フランス不動産法の判例

商事賃貸借契約における家主の引渡義務と法令等の基準に合った設備工事の費用負担

(ルーアン控訴院, 2013年3月21日判決, Keles c/ Chapus)

管理費の負担義務と同様、商事賃貸借契約では住宅賃貸借契約のような家主と借主それぞれが負担する工事義務は法律で規定されていない。契約書で各種工事費の負担を自由に規定することが可能であり、本来家主が負担すべき大工事や物件の老朽化が理由で必要となる工事の負担を借主に負わせている契約書も少なくない。

安全、衛生や障害者の円滑利用等の法令が定めた基準に合うための設備を物件に施す工事について、商事賃貸借契約中に特別の条項がない場合には、家主に借主が契約で認められた商業活動を行うことができる物件を引き渡すことを義務づけているフランス民法1719条の規定に従って、工事費用の負担は家主が負う。

一方この種の工事を借主に負担させるために商事賃貸借契約中に特別の条項を規定する場合には、その条項は(i) 借主の負担となる工事の種類を限定的に列挙したもの(例えば衛生と安全に関する法令が定めた基準に合うための設備を物件に施す工事は借主の負担であるなど)、或いは(ii) 行政当局が義務づける工事は全て借主の負担となると明確に規定したものでなければならない。
フランス裁判所の判例では、包括的または曖昧な条項、例えば「借主は商業活動を営むにあたり行政当局が定める法令や規則を遵守する義務を負う」(破棄院第3院、2003年3月19日, n° 01-17187)、「借主は原状のまま本物件に入居し、屋根や壁の工事以外の全ての工事を行わなければならない」(破棄院第3院、2012年3月27日, n° 00-22561)、「借主は衛生に関する法令規則全てを遵守し、そのために必要となる工事を自ら行う義務を負う」(パリ控訴院、2013年10月30日)のような条項はこの条件を満たさず、設備工事費用は家主の負担となると解されている。 

家主がこうした工事の施行義務を負っている場合に義務を怠り、そのために借主が損害を受けた場合、例えば衛生法で設置が義務づけられている設備が施されていなかったため借主が行政当局から営業停止処分を受けたような場合には、家主は借主が受けた損害を賠償する義務がある。
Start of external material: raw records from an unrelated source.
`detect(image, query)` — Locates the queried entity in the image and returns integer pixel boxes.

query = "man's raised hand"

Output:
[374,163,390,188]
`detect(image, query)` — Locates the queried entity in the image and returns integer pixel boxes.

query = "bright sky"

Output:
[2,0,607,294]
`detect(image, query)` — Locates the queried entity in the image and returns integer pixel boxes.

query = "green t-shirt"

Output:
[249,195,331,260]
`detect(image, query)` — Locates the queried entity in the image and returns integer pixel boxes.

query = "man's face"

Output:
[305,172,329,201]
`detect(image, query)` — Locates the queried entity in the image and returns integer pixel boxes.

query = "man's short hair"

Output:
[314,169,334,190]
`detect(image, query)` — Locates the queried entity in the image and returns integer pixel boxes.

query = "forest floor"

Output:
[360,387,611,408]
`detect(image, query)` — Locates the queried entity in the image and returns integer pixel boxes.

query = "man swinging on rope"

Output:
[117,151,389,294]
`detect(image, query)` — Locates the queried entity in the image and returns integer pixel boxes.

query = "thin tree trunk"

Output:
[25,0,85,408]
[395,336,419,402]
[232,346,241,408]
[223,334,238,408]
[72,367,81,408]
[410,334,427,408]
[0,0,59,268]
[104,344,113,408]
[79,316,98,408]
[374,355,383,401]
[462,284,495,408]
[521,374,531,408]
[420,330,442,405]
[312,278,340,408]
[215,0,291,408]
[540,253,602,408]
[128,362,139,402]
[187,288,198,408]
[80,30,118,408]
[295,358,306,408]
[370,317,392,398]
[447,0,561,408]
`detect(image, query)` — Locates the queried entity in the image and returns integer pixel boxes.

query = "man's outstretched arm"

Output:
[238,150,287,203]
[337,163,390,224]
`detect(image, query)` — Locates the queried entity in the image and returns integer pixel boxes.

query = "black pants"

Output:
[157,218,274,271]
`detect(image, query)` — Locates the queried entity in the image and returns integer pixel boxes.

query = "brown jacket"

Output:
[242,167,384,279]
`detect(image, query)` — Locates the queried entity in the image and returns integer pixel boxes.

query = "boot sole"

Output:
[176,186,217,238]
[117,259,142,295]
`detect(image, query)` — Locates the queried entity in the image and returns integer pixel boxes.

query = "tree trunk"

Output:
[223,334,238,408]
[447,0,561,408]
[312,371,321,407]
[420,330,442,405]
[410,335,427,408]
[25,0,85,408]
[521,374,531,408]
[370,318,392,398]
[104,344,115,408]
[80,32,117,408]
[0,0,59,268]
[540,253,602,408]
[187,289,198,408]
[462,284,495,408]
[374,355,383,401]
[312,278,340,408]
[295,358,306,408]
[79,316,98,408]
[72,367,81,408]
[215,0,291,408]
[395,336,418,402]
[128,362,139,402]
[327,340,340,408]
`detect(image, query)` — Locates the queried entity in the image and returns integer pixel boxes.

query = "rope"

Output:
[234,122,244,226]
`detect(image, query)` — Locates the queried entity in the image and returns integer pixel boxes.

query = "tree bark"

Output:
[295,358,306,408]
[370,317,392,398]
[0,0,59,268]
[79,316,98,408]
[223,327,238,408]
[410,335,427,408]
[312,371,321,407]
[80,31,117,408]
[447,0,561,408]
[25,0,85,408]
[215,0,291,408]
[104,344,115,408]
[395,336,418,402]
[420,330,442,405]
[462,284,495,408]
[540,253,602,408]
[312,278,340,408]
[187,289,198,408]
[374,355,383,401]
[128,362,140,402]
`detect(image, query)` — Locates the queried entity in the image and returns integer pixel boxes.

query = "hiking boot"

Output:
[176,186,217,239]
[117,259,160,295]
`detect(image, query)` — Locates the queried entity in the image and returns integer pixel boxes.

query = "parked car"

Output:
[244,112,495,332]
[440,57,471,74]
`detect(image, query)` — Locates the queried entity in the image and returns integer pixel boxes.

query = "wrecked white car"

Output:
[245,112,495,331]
本件は、2009年10月から商業物件を2つKeles夫妻から借りていた獣医のChapus氏が、そのうち1つを第三者に転貸しようとしたところ、店舗を開くために必要な障害者の円滑利用に関する法令に適った設備(車椅子が店舗に入れるよう階段をなくす工事等)が施されていなかったために予定されていた転貸ができず、Keles夫妻に対して賃貸借契約の解除とそれまで支払った家賃の返還、及び入居後施した修理工事費用の返還を求めた事件である。家主はChapus氏が2011年1月から滞納していた家賃の支払を反訴請求し、また当該物件の建築業者であるSolibat社を訴訟に強制介入させた。

契約書には「借主は自ら責任を持って物件内で事業活動を営む上でで必要となる法令、規則、行政その他の規定で課された許可を得なければならない」という条項が定められていたが、2013年の判決でルーアン控訴院は、この契約の条項は障害者の円滑利用に関する法令に適った設備を施す義務を借主に課すものではないとして、家主の過失による賃貸借契約の解除を命じ、家主に対しChapus氏に2010年度1年分の家賃と同氏が入居後施した修理工事費用合わせて57.991ユーロの支払を命じ、建築業者Solibat社に対して家主の債務を保証し、かつChapus氏が2011年1月から滞納していた家賃を借主に代わって支払うよう命じた。

2014年6月18日のPINEL法では、商事賃貸借契約中に法令等の基準に合った設備工事で民法606条で規定される大工事に該当するものを借主の負担とする条項を設けることが禁止されている (PINEL法の施行に関する2014年11月3日の政令、商法R 145-35条) 。